PERBANYAKAN TANAMAN ANGGREK MENGGUNAKAN KEIKI
PERBANYAKAN TANAMAN ANGGREK MENGGUNAKAN KEIKI (Oleh Roosje Kaparang, SP Penyuluh Pertanian Kota Manado) Anggrek adalah tanaman yang dinikmati karena keindahan bunganya yang mampu bertahan dalam waktu cukup lama. Bunga anggrek sangat eksotik dan dapat digunakan sebagai tanaman hias indoor atau outdoor bahkan untuk bunga potong. Budidaya bunga anggrek ini cukup mudah, asal dirawat dengan baik anggrek bisa tumbuh di berbagai iklim. Pengembangbiakannya bisa dilakukan dengan teknik perbanyakan tanaman menggunakan keiki. Keiki adalah anakan anggrek yang tumbuh liar di ujung umbi. Keiki ini berupa tunas yang muncul di ruas-ruas tanaman dewasa. Keiki atau tunas liar tersebut akan terbentuk jika media tanam tidak pernah diganti, sehingga akar tanaman banyak yang rusak. Terhambatnya pertumbuhan akar tanaman tersebut mengakibatkan pertumbuhan tunas yang seharusnya muncul pada pangkal batang pindah ke ruas tanaman. Jika tanaman rajin diganti media tumbuhnya, maka kemungkinan muncul keiki sangat kecil. Oleh karena itu, bila pembudidaya ingin melakukan perbanyakan anggrek dengan memanfaatkan keiki, maka media tanam anggrek tersebut tidak diganti. Keiki yang akan ditanam sebaiknya dicari yang berukuran panjang kurang lebih 20 cm serta sudah menghasilkan akar sebanyak 3-4 helai. Pemotongan dilakukan secara hati-hati, umbi induk harus ikut terangkat.

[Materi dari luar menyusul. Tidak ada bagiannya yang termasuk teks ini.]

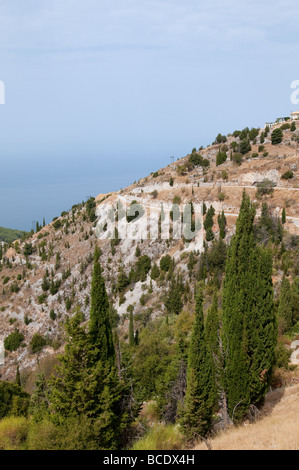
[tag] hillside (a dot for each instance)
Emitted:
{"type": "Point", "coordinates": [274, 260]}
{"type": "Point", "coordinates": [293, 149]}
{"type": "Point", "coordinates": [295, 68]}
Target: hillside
{"type": "Point", "coordinates": [276, 430]}
{"type": "Point", "coordinates": [61, 253]}
{"type": "Point", "coordinates": [8, 235]}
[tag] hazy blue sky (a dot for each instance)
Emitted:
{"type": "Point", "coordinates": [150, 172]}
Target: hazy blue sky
{"type": "Point", "coordinates": [100, 93]}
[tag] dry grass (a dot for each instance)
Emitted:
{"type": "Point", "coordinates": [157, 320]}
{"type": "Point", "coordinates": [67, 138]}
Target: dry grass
{"type": "Point", "coordinates": [279, 430]}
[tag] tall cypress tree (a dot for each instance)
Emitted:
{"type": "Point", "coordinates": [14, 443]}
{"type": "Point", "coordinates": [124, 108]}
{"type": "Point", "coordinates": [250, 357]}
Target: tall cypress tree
{"type": "Point", "coordinates": [213, 347]}
{"type": "Point", "coordinates": [99, 324]}
{"type": "Point", "coordinates": [131, 329]}
{"type": "Point", "coordinates": [285, 307]}
{"type": "Point", "coordinates": [197, 413]}
{"type": "Point", "coordinates": [249, 326]}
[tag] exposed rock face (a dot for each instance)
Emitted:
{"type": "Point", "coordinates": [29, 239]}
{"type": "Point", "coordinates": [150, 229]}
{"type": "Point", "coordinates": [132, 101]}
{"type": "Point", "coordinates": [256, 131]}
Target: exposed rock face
{"type": "Point", "coordinates": [65, 253]}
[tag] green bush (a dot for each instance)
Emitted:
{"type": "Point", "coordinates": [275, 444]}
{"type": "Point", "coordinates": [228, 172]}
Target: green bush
{"type": "Point", "coordinates": [13, 341]}
{"type": "Point", "coordinates": [165, 263]}
{"type": "Point", "coordinates": [276, 136]}
{"type": "Point", "coordinates": [13, 433]}
{"type": "Point", "coordinates": [162, 437]}
{"type": "Point", "coordinates": [287, 175]}
{"type": "Point", "coordinates": [13, 401]}
{"type": "Point", "coordinates": [37, 343]}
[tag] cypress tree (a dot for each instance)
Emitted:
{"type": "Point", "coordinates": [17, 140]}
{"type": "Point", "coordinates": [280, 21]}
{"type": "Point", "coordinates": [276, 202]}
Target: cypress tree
{"type": "Point", "coordinates": [131, 330]}
{"type": "Point", "coordinates": [285, 307]}
{"type": "Point", "coordinates": [213, 347]}
{"type": "Point", "coordinates": [249, 327]}
{"type": "Point", "coordinates": [283, 216]}
{"type": "Point", "coordinates": [197, 412]}
{"type": "Point", "coordinates": [222, 224]}
{"type": "Point", "coordinates": [99, 324]}
{"type": "Point", "coordinates": [18, 376]}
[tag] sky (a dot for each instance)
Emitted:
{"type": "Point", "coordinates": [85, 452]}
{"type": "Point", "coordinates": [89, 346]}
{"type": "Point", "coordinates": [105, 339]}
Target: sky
{"type": "Point", "coordinates": [100, 93]}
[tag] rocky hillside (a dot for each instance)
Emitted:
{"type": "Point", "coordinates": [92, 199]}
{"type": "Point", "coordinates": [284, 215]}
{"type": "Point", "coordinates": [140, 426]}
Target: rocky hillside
{"type": "Point", "coordinates": [47, 277]}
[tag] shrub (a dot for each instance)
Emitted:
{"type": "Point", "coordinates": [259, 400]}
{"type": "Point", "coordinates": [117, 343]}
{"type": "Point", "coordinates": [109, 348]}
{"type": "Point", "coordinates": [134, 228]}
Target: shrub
{"type": "Point", "coordinates": [57, 224]}
{"type": "Point", "coordinates": [139, 211]}
{"type": "Point", "coordinates": [13, 401]}
{"type": "Point", "coordinates": [221, 158]}
{"type": "Point", "coordinates": [265, 187]}
{"type": "Point", "coordinates": [237, 158]}
{"type": "Point", "coordinates": [37, 343]}
{"type": "Point", "coordinates": [52, 314]}
{"type": "Point", "coordinates": [165, 263]}
{"type": "Point", "coordinates": [245, 147]}
{"type": "Point", "coordinates": [276, 136]}
{"type": "Point", "coordinates": [42, 298]}
{"type": "Point", "coordinates": [13, 341]}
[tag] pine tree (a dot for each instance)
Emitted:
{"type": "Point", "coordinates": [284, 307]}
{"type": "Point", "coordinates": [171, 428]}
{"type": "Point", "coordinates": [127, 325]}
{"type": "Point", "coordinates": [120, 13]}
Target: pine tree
{"type": "Point", "coordinates": [197, 413]}
{"type": "Point", "coordinates": [249, 326]}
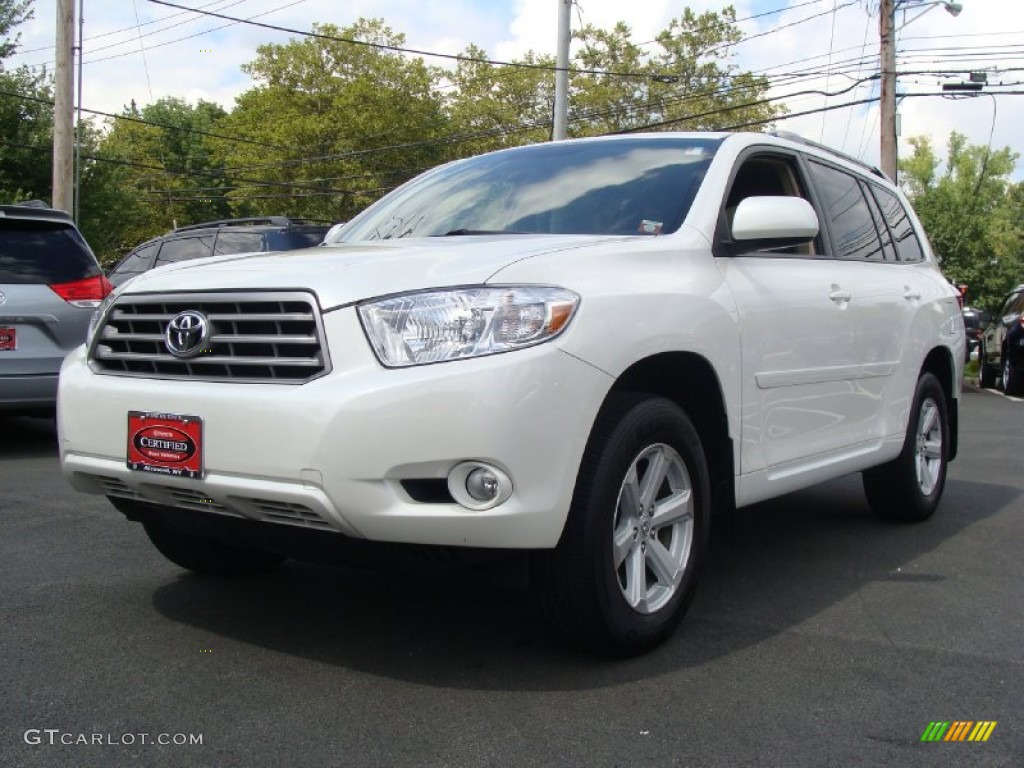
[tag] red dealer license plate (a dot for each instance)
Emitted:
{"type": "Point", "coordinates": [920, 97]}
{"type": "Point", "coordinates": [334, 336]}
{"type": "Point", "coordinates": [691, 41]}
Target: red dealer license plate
{"type": "Point", "coordinates": [165, 443]}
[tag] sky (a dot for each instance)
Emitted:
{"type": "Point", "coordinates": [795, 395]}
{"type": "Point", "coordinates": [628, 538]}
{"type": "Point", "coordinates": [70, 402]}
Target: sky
{"type": "Point", "coordinates": [139, 50]}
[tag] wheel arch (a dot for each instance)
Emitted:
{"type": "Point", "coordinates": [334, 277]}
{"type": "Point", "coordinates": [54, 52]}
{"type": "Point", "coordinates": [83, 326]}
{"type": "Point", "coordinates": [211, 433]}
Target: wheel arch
{"type": "Point", "coordinates": [940, 364]}
{"type": "Point", "coordinates": [690, 381]}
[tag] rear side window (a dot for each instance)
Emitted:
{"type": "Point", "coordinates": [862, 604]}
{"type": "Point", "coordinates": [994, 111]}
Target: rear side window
{"type": "Point", "coordinates": [238, 243]}
{"type": "Point", "coordinates": [134, 263]}
{"type": "Point", "coordinates": [850, 222]}
{"type": "Point", "coordinates": [43, 252]}
{"type": "Point", "coordinates": [183, 249]}
{"type": "Point", "coordinates": [907, 244]}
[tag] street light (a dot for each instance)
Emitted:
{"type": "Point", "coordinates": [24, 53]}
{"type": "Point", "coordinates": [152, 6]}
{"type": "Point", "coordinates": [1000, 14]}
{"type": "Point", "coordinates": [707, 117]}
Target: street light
{"type": "Point", "coordinates": [887, 32]}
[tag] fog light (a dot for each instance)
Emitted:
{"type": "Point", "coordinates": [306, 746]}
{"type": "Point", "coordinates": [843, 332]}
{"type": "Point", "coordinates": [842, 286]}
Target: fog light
{"type": "Point", "coordinates": [477, 485]}
{"type": "Point", "coordinates": [482, 484]}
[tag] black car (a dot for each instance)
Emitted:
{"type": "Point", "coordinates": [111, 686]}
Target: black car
{"type": "Point", "coordinates": [1001, 347]}
{"type": "Point", "coordinates": [975, 322]}
{"type": "Point", "coordinates": [219, 238]}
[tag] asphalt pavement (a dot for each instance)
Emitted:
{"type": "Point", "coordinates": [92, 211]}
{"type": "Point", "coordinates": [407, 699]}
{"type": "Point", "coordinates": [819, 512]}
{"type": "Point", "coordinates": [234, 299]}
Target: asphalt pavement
{"type": "Point", "coordinates": [818, 637]}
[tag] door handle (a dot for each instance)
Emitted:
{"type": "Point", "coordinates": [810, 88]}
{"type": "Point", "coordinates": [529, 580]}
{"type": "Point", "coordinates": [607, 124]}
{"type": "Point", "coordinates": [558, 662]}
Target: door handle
{"type": "Point", "coordinates": [910, 294]}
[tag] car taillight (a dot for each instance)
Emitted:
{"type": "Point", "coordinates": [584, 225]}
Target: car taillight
{"type": "Point", "coordinates": [85, 293]}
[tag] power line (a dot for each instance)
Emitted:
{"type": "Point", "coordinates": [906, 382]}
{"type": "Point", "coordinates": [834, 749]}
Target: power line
{"type": "Point", "coordinates": [154, 123]}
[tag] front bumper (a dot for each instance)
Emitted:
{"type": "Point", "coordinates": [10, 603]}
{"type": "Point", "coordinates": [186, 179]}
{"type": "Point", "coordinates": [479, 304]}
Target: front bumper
{"type": "Point", "coordinates": [332, 454]}
{"type": "Point", "coordinates": [28, 392]}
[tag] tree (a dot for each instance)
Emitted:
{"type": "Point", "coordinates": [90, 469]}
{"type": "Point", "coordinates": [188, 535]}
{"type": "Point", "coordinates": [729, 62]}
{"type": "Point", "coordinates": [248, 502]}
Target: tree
{"type": "Point", "coordinates": [616, 85]}
{"type": "Point", "coordinates": [685, 84]}
{"type": "Point", "coordinates": [156, 168]}
{"type": "Point", "coordinates": [973, 213]}
{"type": "Point", "coordinates": [493, 107]}
{"type": "Point", "coordinates": [332, 122]}
{"type": "Point", "coordinates": [12, 13]}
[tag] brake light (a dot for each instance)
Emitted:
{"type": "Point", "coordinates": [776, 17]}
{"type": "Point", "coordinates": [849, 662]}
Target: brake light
{"type": "Point", "coordinates": [85, 293]}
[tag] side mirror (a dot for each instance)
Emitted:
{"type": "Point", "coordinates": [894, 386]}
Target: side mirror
{"type": "Point", "coordinates": [773, 222]}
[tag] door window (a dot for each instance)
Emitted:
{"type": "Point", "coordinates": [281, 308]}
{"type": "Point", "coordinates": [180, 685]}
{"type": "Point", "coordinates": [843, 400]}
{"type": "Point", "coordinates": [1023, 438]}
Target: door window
{"type": "Point", "coordinates": [907, 244]}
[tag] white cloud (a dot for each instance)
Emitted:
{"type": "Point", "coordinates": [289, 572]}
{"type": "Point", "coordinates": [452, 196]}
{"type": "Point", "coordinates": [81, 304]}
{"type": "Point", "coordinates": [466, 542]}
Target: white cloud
{"type": "Point", "coordinates": [508, 28]}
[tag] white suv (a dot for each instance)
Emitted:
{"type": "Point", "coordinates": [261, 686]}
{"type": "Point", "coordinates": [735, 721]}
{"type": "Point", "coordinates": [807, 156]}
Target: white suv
{"type": "Point", "coordinates": [588, 350]}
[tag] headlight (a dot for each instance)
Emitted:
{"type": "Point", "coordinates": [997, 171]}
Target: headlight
{"type": "Point", "coordinates": [437, 326]}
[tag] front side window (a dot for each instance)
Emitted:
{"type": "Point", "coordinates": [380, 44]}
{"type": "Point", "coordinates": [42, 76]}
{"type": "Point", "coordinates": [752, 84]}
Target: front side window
{"type": "Point", "coordinates": [134, 263]}
{"type": "Point", "coordinates": [43, 252]}
{"type": "Point", "coordinates": [849, 217]}
{"type": "Point", "coordinates": [612, 186]}
{"type": "Point", "coordinates": [238, 243]}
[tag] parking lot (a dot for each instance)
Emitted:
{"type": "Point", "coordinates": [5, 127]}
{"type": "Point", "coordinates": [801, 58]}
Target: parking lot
{"type": "Point", "coordinates": [818, 637]}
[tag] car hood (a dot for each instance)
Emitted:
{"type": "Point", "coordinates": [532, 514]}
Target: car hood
{"type": "Point", "coordinates": [347, 272]}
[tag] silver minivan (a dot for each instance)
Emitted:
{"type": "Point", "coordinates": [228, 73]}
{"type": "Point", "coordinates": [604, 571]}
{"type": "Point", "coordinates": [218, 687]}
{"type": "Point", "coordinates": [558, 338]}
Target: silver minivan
{"type": "Point", "coordinates": [50, 284]}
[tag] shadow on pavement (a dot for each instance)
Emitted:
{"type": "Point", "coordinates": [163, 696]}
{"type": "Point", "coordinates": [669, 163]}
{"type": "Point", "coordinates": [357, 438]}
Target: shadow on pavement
{"type": "Point", "coordinates": [787, 560]}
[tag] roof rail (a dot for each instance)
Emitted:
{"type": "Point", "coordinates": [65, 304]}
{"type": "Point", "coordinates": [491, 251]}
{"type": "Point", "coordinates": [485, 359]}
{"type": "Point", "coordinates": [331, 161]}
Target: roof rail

Menyertakan umbi induk saat pemotongan bertujuan memberikan cadangan makanan pada keiki sebelum keiki mampu menyerap makanan sendiri, atau sampai terbentuknya akar. Keiki sebaiknya tidak langsung ditanam tetapi ditempelkan dulu di lempengan pakis sampai terjadi penambahan umbi. Jika umbi sudah terbentuk 2-3 buah, keiki siap dipindahkan ke pot. Anggrek perbanyakan menggunakan cara keiki masa berbunganya lebih lama dibandingkan menggunakan cara pemisahan rumpun. Perbanyakan anggrek dengan keiki ini hanya bisa dilakukan pada anggrek Dendrobium sp.